Clodhopper and I got mostly up the climb and then pulled over next to the bus stop across from the Ralph’s to wait for the others. As we stood there, up whizzed one of those Chevy’s that they made to look like a PT Cruiser, only with better velour seats. Out jumped a fellow in a three-piece suit and red necktie, stopping his car smack in the lane of traffic, and dashed over to the trash can next to the bus stop.
After a few quick rustles and dives, he ran back to his car, hands filled with a few bottles and a couple of cans. “That’s a hard way to earn seven and a half cents,” I marveled.
“After subtracting the cost of gas he’s losing money,” mused Clod. “Massively.”
We watched as the PT Chevy zoomed up to the next bus stop and repeated his cash collection, marveling at how unbelievably cheap and poor the rich people were in RPV, and how you’d never see such a thing in PVE, as they do it late at night.

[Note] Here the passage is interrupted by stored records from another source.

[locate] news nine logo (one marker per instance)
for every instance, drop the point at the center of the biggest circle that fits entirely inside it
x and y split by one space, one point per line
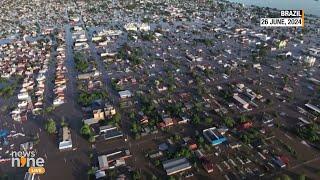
28 159
288 18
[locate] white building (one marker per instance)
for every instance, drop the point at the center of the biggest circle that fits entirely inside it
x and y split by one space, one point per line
66 141
310 61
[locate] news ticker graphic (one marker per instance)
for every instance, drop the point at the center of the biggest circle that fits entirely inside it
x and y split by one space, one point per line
288 18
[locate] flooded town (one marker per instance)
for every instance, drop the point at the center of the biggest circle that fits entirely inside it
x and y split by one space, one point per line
166 89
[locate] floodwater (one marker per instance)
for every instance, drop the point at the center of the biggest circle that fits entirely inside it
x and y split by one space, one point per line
309 6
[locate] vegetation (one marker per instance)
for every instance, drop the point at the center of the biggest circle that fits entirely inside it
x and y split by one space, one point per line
86 98
229 122
86 132
50 126
81 64
309 132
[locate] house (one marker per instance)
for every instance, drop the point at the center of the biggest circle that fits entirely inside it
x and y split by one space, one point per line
190 143
66 141
245 125
98 114
125 94
103 162
176 165
207 164
309 61
166 122
113 159
244 104
144 120
109 110
313 107
90 121
111 132
213 136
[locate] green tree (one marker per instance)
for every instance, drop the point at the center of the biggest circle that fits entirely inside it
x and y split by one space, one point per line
243 119
229 122
302 177
208 120
195 119
85 130
136 175
116 118
286 177
50 126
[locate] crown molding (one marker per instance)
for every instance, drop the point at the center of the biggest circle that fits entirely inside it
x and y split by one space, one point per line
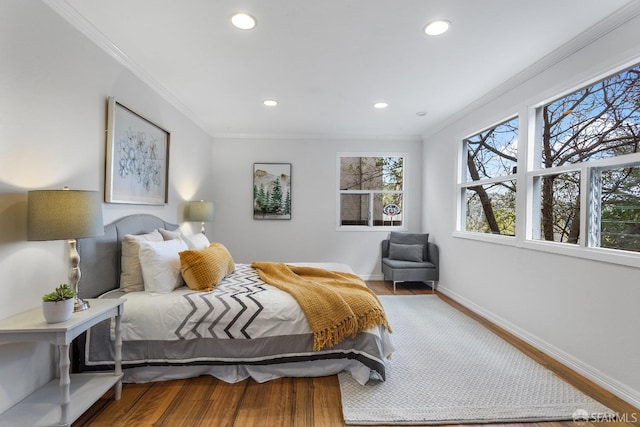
626 13
71 15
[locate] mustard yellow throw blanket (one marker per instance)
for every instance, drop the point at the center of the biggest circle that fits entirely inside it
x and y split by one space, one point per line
337 305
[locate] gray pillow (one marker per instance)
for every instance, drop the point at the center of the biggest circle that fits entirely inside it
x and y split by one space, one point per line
406 252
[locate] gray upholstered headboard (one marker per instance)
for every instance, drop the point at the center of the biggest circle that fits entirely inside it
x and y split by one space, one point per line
100 256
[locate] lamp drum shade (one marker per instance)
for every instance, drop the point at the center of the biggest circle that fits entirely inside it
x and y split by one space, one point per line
63 214
200 211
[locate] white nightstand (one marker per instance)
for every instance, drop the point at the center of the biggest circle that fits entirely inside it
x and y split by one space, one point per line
61 402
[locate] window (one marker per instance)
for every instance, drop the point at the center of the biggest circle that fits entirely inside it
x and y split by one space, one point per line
587 159
488 186
371 192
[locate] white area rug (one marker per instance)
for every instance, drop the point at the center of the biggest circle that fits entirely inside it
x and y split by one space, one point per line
447 368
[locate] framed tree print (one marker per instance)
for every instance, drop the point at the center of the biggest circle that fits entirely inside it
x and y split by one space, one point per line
272 191
137 168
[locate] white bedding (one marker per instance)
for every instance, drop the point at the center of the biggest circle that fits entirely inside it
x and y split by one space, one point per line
243 328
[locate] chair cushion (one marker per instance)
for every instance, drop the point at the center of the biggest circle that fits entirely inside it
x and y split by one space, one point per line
411 239
398 263
406 252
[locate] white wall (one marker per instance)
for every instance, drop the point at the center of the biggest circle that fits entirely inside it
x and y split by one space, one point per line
53 89
583 312
311 233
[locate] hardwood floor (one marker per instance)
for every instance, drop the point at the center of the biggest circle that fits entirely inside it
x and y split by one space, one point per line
206 401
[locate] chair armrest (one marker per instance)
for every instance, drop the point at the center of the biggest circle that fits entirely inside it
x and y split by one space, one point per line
433 253
385 248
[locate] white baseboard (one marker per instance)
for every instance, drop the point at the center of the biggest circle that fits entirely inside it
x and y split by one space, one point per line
624 392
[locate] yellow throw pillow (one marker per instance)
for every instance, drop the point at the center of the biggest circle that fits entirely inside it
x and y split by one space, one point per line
202 270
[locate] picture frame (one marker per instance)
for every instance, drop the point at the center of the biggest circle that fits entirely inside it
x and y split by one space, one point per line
137 158
271 191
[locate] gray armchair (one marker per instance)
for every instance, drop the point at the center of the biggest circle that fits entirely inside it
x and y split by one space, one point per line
410 257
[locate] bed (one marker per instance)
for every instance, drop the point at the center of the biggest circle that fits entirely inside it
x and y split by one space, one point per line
243 328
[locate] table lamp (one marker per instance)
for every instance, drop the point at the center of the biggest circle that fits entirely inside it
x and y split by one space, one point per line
65 215
199 211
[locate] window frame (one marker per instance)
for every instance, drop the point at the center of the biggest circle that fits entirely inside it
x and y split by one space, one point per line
528 157
462 184
371 193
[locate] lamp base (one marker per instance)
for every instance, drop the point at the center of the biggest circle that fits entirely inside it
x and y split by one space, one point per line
80 305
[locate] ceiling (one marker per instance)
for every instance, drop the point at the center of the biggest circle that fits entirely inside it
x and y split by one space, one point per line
327 62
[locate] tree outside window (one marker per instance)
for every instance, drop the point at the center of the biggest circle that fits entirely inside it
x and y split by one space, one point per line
371 191
592 134
489 188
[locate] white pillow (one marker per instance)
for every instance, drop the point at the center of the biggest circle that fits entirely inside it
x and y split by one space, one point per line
160 264
130 273
197 242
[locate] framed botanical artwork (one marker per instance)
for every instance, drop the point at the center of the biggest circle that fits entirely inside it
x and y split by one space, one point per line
272 191
137 167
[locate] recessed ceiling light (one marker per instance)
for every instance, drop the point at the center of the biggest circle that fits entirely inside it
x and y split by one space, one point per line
243 21
435 28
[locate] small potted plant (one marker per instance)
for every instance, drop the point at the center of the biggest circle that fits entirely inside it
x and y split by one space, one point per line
57 306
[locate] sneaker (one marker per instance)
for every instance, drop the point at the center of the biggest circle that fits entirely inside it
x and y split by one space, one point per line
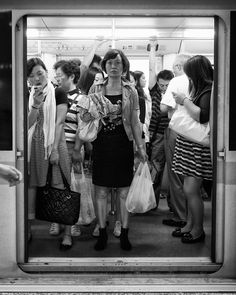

After a while we got to the Jamba Juice, where Iron Mike and Psycho Mike treated everyone to multiple rounds of wheatgrass, a foul concoction that “cleanses the blood,” which is another way of saying that your turds are bright green for the next few days.
Psycho Mike had brought along a buddy, Cap’n Jim, pilot of a San Pedro tugboat, who almost caused StageOne to have an aneurysm by wearing a pair of Bike Palace shorts and a white/green/brown jersey that had the outline of a human skeleton (front and back) with all the organs in perfect Gray’s Anatomy placement.
We savored our wheatgrass, and called it a day. Big Bowles called a cab.